A racist woman faces three years in a Colombia prison for saying racist things towards the country’s first Black vice president during an antigovernment protest last year.
Sentencing for a 62-year-old woman named Luz Fabiola Rubiano, who got convicted of discrimination and harassment on April 10, will begin on May 30 after she pleaded guilty to the charges.
Although she faces up to three years in prison, her punishable offense can be replaced with parole or house arrest.
In September, while Vice President Francia Márquez was in Bogota, a video published by a local news site showed Rubiano protesting in front of Colombia’s Congress and responding to a journalist’s question by hurling racist insults at Márquez and Afro-Colombians.
“Apes are now governing us,” Rubiano said in the video. “Francia Márquez is an ape … what education can Black people have, they steal, attack and kill.”
Prosecutors opened an investigation after Marquez’s lawyers filed a complaint.
During a hearing, they accused Rubiano of inciting hatred and damaging the reputation of Márquez and Colombia’s Afro-Colombian population, while jeopardizing their right not to be discriminated against.
Marquez became Colombia’s first Black vice president last year after helping leftist Gustavo Petro win the presidential election.
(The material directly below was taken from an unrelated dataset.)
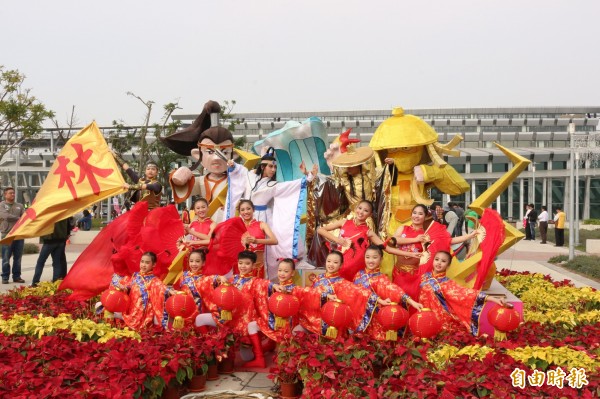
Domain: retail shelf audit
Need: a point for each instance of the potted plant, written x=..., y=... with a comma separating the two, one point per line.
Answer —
x=285, y=370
She has often spoken out about racism in Colombia, which she says is part of the legacy of colonialism and slavery.
Márquez is a social and environmental leader from Colombia, who has been recognized for her work defending the rights of Afro-Colombian communities and advocating for environmental conservation.
In 2018, she was awarded the Goldman Environmental Prize, one of the most prestigious international awards for environmental activism, for her leadership in the struggle to stop illegal mining in the Cauca region of Colombia, which was causing environmental damage and displacing local communities.
In March 2022, Márquez announced her candidacy for Vice President of Colombia in the 2022 elections, as part of the coalition “Esperanza por Colombia” (Hope for Colombia). Her platform focuses on social and environmental justice, as well as the protection of the rights of marginalized communities.
Márquez’s candidacy is seen as historic, as she is the first Afro-Colombian woman to run for Vice President of the country. Her campaign has gained widespread support from social and environmental organizations, as well as from many Colombians who see her as a symbol of hope and change.